Eu simplesmente não acredito nessa história. Não acredito, e não sei exatamente porquê, [itálicos do autor, A.T.] mas no geral a história parece muito falsa, e, o mais importante, o corpo foi encontrado exatamente antes da marcha do dia 13.
Outros fizeram a mesma conexão com a iminente Marcha Contra os Vilões [en], insinuando que o governo poderia estar tentando desacreditar a oposição. O blogueiro Andrei Cherepanov, da rádio Echo Moskvy pensou [ru] que a polícia poderia ter “persuadido” a confissão de Kabanov. Ele também tinha certeza de que os meios do comunicação do estado usariam a tragédia para associar Kabanov ao movimento. O usuário do LifeJournal bartang [ru] apontou as similaridades entre a história de Kabanov e as acusações de abuso infantil contra o blogueiro de oposição, Rustem Adagamov (drugoi):
Не верю, короче, что это он. Слишком вовремя, перед маршем протеста, нашли тело. […] Я предполагал, что протест будут ломать, но такого даже представить не мог. История с другим – разминка.
Resumindo, eu não acredito que seja ele. O corpo foi encontrado antes da marcha de protesto, o que é demasiado oportuno. […] Pensei que eles tentariam interromper o protesto, mas não poderia ter imaginado isso. A história com drugoi foi um aquecimento.
Ou seja, “ninguém está salvo!” [ru]
Embora seja verdade que os meios de comunicação do estado e os blogueiros pró-Kremlin tenham explorado as visões políticas de Kabanov com o fim de ridicularizar a oposição, a ideia de que Kabanov foi incriminado pelo homicídio de sua esposa por essa razão é fantástica.
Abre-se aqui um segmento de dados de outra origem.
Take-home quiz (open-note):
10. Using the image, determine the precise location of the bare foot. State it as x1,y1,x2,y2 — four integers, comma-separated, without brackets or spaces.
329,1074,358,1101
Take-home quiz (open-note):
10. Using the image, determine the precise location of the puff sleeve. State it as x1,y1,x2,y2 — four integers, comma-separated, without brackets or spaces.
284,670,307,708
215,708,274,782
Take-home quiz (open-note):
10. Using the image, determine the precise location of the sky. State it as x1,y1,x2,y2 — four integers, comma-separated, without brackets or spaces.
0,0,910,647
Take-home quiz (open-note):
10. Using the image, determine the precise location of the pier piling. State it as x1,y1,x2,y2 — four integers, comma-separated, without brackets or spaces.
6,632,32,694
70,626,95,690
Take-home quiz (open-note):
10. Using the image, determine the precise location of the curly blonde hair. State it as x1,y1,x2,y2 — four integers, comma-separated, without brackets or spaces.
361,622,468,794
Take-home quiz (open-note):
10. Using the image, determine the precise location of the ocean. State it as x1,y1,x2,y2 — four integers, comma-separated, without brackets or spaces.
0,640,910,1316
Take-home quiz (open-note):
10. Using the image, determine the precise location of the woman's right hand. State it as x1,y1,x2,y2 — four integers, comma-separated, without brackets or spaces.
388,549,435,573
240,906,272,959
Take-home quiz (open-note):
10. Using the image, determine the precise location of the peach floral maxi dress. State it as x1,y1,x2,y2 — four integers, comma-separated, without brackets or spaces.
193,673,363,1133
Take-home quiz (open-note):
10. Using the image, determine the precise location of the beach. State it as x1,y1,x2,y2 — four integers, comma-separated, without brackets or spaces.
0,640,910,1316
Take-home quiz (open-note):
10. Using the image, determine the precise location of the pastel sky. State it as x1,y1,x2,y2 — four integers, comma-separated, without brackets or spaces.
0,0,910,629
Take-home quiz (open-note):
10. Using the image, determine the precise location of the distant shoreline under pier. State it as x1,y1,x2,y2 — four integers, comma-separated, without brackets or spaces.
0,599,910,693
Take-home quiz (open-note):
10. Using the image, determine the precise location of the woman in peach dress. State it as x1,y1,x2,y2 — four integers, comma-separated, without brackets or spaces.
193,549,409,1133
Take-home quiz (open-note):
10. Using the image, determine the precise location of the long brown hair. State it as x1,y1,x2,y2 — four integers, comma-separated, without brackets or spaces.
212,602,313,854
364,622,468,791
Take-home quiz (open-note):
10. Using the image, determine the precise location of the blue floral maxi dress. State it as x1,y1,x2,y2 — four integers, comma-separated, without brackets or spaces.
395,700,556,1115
Crítico do governo assumido e blogueiro nacionalista, Egor Prosvirnin tem sustentado tais teorias [ru] com a inabilidade do movimento protestante em questionar seus próprios líderes:
[…] белоленточных фейсбук-граждан можно ебать в глазницы, а они в ответ будут лишь улыбаться и говорить, что все это клевета с целью опорочить хорошего человека. Если даже разделка трупа жены неспособна подорвать веру фейсбук-общественности в своего товарища, то что уж говорить о менее ярких случаях […]
[…] pode f***r os usuários do facebook que apoiam a Campanha Fita Branca, e em retorno eles apenas sorrirão e dirão que é tudo calúnia, com o fim de desacreditar uma pessoa bacana. Quando mesmo o desmembramento do corpo de uma esposa é incapaz de abalar a fé da comunidade do facebook e de seus companheiros, então por que ainda conversar sobre casos menos impressionantes […]
À medida que a situação política na Rússia se torna mais amarga, tais acusações, recriminações e teorias da conspiração de ambos os lados tendem a se tornar a regra — principalmente no ambiente impressionável do RuNet.